Direct Diplomacy between North and South
Both the Obama and George W. Bush administrations demanded that Pyongyang give up its nuclear ambitions before coming to the table. Even so, inflammatory remarks by President Trump during a cooling period may have sent Kim into the arms of his southern neighbor. A good cop, bad cop scenario? That remains to be seen.
What’s different is, Pyongyang is actually dealing directly with Seoul. Before, it has demanded to deal directly with the United States. North Korea’s Kim regime is loath to give up its nuclear weapons program after seeing what happened to Saddam Hussein and Muammar Gaddafi, each of whom dismantled their programs after receiving heavy pressured from the West. It is therefore likely that Kim will get an intercontinental ballistic missile (ICBM) strong enough to carry a nuclear warhead and use it as leverage to secure a handsome deal.
If the North and South Korea could work out a lasting peace among themselves, that might lead to the best outcome. Experts say a soft landing on North Korea, rather than a bloody conflict, assassination, or coup, is probably the best approach. Besides nuclear weapons, North Korea has thousands of long-range artillery pointed directly at Seoul, along with other horrific plans should its final hours be at hand. A conflagration would cause devastation and a horrific loss of life, the likes of which the world hasn’t seen since perhaps World War II.

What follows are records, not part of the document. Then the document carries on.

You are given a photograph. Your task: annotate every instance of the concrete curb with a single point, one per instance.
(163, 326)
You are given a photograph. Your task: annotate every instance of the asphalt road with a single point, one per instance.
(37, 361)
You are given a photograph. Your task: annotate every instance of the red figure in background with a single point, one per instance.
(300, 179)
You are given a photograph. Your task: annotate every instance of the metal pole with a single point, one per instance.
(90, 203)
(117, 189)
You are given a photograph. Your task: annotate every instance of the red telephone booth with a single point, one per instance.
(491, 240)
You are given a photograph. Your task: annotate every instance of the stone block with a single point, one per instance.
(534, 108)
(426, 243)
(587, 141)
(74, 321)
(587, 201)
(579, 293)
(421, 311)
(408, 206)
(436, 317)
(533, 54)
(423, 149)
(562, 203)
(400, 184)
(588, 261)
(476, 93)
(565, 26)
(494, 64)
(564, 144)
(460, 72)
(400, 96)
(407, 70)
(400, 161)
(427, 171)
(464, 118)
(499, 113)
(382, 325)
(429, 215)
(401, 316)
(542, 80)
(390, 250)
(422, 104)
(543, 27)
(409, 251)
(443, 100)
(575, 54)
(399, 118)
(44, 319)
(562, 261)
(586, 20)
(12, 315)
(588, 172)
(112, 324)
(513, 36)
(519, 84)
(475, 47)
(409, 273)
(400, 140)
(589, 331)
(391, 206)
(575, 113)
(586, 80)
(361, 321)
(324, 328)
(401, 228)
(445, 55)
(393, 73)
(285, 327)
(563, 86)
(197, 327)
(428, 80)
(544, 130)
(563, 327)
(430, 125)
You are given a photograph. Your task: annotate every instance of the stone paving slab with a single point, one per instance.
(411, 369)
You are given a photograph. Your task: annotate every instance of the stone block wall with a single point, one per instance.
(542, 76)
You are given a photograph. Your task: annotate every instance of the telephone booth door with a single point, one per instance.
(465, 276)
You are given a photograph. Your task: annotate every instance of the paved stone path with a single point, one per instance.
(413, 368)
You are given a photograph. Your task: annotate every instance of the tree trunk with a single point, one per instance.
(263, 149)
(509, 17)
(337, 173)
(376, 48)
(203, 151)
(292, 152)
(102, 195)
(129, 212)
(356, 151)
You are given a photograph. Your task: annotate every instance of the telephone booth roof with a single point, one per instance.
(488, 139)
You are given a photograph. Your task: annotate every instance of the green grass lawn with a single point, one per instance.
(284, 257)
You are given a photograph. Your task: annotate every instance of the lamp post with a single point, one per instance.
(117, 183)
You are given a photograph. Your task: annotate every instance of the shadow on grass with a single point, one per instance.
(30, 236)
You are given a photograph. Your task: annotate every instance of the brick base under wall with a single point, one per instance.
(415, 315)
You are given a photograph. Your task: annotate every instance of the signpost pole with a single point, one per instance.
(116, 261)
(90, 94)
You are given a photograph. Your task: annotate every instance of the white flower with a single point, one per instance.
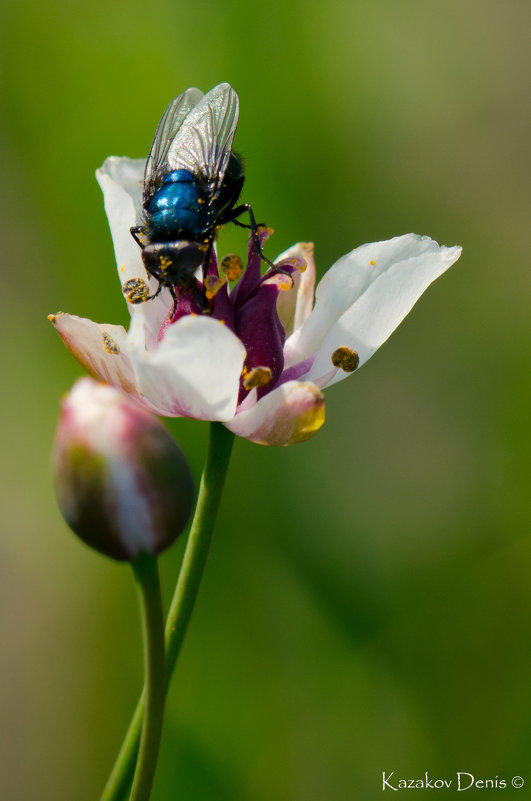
(260, 358)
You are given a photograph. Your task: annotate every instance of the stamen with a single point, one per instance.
(213, 284)
(231, 266)
(294, 262)
(345, 358)
(165, 263)
(109, 344)
(257, 377)
(136, 290)
(265, 230)
(282, 281)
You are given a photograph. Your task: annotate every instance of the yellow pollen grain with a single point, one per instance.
(257, 377)
(232, 266)
(136, 290)
(345, 358)
(109, 344)
(213, 284)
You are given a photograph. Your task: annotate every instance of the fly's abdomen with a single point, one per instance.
(178, 210)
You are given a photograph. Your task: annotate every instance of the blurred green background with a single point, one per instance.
(367, 602)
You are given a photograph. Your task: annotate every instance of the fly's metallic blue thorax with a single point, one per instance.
(178, 209)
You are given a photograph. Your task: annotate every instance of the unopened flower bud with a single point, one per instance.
(122, 482)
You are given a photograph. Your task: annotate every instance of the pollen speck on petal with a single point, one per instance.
(290, 414)
(345, 358)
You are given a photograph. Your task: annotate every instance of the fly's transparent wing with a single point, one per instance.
(157, 166)
(203, 143)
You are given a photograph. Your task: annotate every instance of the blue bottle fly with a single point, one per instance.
(192, 182)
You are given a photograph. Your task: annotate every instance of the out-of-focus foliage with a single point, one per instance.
(367, 603)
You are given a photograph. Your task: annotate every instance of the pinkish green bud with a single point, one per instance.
(122, 482)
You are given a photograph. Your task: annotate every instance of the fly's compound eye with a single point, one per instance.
(136, 290)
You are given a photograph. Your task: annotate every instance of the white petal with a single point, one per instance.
(121, 180)
(194, 371)
(100, 348)
(295, 305)
(292, 413)
(411, 264)
(348, 279)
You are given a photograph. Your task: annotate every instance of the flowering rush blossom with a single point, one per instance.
(258, 358)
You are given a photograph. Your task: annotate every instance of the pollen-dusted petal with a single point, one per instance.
(98, 348)
(292, 413)
(369, 321)
(194, 372)
(365, 295)
(346, 359)
(294, 307)
(121, 181)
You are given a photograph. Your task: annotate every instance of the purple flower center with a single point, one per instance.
(249, 309)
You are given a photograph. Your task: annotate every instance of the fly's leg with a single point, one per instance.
(136, 232)
(233, 214)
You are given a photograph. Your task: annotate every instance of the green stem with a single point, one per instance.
(147, 577)
(212, 481)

Despite strong rhetoric to the country, there is little leverage outside of pressuring China to try and stop North Korea from developing it’s nuclear and missile programs. Credit: Getty Images.
But that’s an end game for the Kim regime. A starving army, old equipment, and a lack of resources means it can only see temporary gains through asymmetrical warfare. There’s no way the Kim regime could hold onto power should it come to an escalating conflict. And say the country were to fall suddenly, what then? Well, millions of starving North Korean refugees might flood the Chinese and South Korean borders.
Besides that chaos, South Koreans would have to foot a significant part of the bill to rebuild North Korean infrastructure, a price tag estimated at $1 trillion dollars, according to S. H. Jang, former president of the Royal Asiatic Society-Korean Branch. Such a public investment would surely sow a lot of resentment among the population of South Korea.
Meanwhile, North Koreans would likely be forced to work in factories for low wages, once corporations flood in to take advantage of the cheap labor. North Korean citizens militarized and filled with propaganda could easily organize themselves and start a bloody uprising to overthrow what they’d see as imperialist invaders. Since many of those factories would likely be from South Korea, it could even spark a civil war. So, whether Pyongyang’s current intentions are authentic or merely posturing, Washington and Seoul will have to play along, play nice, and see where this new thaw in relations is leading, if anywhere at all.
For its part, the Winter Olympic Games in PyeongChang, South Korea, will include six new sporting events: men’s and women’s big air snowboarding, men’s and women’s speed skating mass start, curling mixed doubles and the Alpine team event where skiing teams pool their talent. And more competitions means more gold medals—102 in total—the most ever contested at an OlympicWinter Games to date.